Homo heidelbergensis

Site
Broken Hill mine, Zambia
Found
1921

Discovery

In June 1921, Swiss miner Tom Zwiglaar and an unnamed Black worker struck a skull with a pickaxe 24 meters down in a cave at Broken Hill mine, Northern Rhodesia (now Zambia). It was the first significant human fossil found in Africa. Beneath it lay what looked like a rolled hide—probably mineralized bone—which went into the smelter before anyone understood what they had.

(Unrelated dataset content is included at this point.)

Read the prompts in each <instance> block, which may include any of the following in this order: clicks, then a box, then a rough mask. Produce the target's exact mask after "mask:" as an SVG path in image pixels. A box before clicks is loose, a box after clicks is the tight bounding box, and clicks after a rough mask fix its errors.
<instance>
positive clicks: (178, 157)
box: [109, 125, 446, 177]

The mining company shipped the skull to London, where Arthur Smith Woodward named it Homo rhodesiensis. Zambia has sought its return since 1972. Over fifty years of negotiations have failed; the skull remains in the Natural History Museum.

Why Kabwe 1 Matters

The skull preserves an extraordinary face: massive brow ridges, a sloping forehead, yet a braincase of 1,300 cubic centimeters, within modern range. It sits morphologically between Homo erectus and us.

More striking is the pathology. Ten of sixteen teeth have cavities, with abscesses and exposed pulp chambers—remarkable for the Pleistocene, when dental disease was rare. Lesions on the temporal bone suggest chronic ear infection. The individual may have died from systemic infection.

H. heidelbergensis Context

Most researchers now assign Kabwe 1 to H. heidelbergensis, a species found across Africa and Europe from roughly 700,000 to 200,000 years ago. They produced refined Acheulean handaxes, hafted stone points, and controlled fire. Some consider them ancestral to both Homo sapiens and Neanderthals.

Open Questions

H. heidelbergensis was long considered the last common ancestor of Neanderthals, Denisovans, and us. However, recent genetics complicate this. The taxonomy itself is contested. In 2022, Roksandic et al. proposed abandoning H. heidelbergensis as hopelessly muddled and replacing it with H. bodoensis for African specimens. Critics counter that reshuffling names doesn't resolve the phylogenetic confusion.

Direct dating in 2020 added another wrinkle: Kabwe 1 is only about 300,000 years old—contemporaneous with early H. sapiens in Morocco. The honest answer is that we don't have a clear fossil candidate for the last common ancestor. It may be a million years old and still in the ground.